En revanche, beaucoup d’obstacles restent sur le chemin, beaucoup de difficultés restent à surmonter, beaucoup de problèmes à résoudre pour ce qui est de la santé mentale.
Les responsabilités devant cette gravissime situation sont assez largement partagées : médecins, législateurs, policiers, magistrats, experts, hospitaliers, universitaires, soignants, surveillants, personnels de direction, nul n’est exempt de reproche sur ce terrain. Une prise de conscience de tous les agents intéressés doit intervenir à court terme.
Les services de soins qu’ils soient privés ou publics, hospitaliers ou libéraux travaillent et progressent dans la même direction.
La prison, telle qu’elle a existé au cours de ce siècle doit-elle conserver les caractéristiques qu’on lui connaît encore aujourd’hui ? 
L’institution punitive, privative de liberté, qui isole de la société les délinquants et criminels pour protéger les biens et les personnes et cette vaste structure sociale de pédagogie, de soins et de réinsertion dont notre pays a besoin doivent-elles forcément vivre sous le même toit ?
Les grands débiles mentaux, les fumeurs de marie-jeanne, les étrangers en situation irrégulière, les tueurs en série, les escrocs de haut vol, les schizophrènes et les petits caïds de banlieue, relèvent-ils tous de ce traitement unique qu’est la prison ?

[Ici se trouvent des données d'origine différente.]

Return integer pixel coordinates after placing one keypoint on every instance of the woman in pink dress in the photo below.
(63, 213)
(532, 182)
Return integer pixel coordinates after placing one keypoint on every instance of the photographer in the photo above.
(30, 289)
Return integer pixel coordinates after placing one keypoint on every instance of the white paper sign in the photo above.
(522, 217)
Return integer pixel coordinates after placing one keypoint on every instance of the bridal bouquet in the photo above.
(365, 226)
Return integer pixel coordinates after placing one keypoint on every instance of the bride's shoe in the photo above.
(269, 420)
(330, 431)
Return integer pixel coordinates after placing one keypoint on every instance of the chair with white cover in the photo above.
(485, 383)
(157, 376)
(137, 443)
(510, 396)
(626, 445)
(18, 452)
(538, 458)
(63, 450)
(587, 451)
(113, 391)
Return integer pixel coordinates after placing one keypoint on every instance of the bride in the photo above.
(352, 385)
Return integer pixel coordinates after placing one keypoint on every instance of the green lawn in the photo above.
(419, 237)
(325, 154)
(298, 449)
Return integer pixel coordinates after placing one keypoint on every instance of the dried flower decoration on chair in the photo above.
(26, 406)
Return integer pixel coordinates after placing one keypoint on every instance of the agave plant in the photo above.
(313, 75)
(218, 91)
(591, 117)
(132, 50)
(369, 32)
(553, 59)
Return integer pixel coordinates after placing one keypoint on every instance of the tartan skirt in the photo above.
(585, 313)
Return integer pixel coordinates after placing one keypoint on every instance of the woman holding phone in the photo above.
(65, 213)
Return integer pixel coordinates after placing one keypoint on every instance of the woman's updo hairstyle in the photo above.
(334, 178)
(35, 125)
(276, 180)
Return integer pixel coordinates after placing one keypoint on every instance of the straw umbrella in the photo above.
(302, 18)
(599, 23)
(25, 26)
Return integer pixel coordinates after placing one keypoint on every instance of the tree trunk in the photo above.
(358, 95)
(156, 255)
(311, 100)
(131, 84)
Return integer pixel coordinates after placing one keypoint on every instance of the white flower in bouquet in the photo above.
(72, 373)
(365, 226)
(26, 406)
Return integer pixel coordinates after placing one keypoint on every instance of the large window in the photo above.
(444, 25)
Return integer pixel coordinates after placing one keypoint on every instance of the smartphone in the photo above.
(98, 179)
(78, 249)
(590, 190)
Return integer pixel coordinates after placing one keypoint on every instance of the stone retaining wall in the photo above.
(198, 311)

C’est, à l’évidence un projet global autour de la personne qu’il faut promouvoir, ce sont la personnalisation de la peine et la diversification des traitements qui sont au bout du chemin à parcourir.
Les responsables politiques, les élus qui votent les lois de la République, le pouvoir exécutif qui les propose et les met en application doivent fournir un effort de réflexion et aborder courageusement de nouvelles réformes.
Le moment paraît favorable car l’institution pénitentiaire a commencé une véritable mutation visible par tous.
En moins de dix ans, la santé, l’éducation, la formation professionnelle, ont fait une entrée parfois un peu fracassante mais irréversible dans les établissements.
Des freins activement serrés par quelques esprits corporatistes n’empêchent pas le train d’avancer et c’est heureux.
Les établissements à gestion partiellement déléguée sont à cet égard logés à la même enseigne que les établissements en gestion directe.
Malgré les réticences qu’a fait naître la décision de confier la santé des prisonniers à des praticiens liés à des entreprises privées, il faut bien convenir du fait que ceux-ci méritent de poursuivre la tâche qui leur a été dévolue.

Les sociétés gestionnaires, elles-mêmes, ne sont certes pas des organisations caritatives dont le but ultime serait de participer à une entreprise de réconciliation de l’homme avec son entourage. C’est bien de “faire des affaires” qu’il s’agit. Chacun en tombe d’accord, mais les "affaires" n’ont pas pénalisé la santé des détenus et le service rendu pendant 10 ans a cependant été de très appréciable qualité.
Plus récemment, l’hôpital public, solidement installé dans la compétence et le dévouement de ses médecins et dans l’excellence de ses équipements techniques a lui-même réussi une percée extrêmement bénéfique dans les prisons françaises et il assure le maintien et le progrès de la santé de 80% des détenus.
Mais le fait de n’être pas financièrement intéressé à la bonne marche d’un service n’est pas une garantie absolue de la bonne marche de celui-ci.
Les querelles entre administrations, chacune certaine de son bon droit, nous montre que le service public lui-même n’est pas exempt de graves dysfonctionnements. Les difficultés rencontrées à propos des hospitalisations de détenus en est une flamboyante illustration.
Aujourd’hui, il ne paraît pas certain que le retour de toutes les structures pénitentiaires sous un régime unique de gestion soit de nature à transformer la situation sanitaire de l’institution pénitentiaire.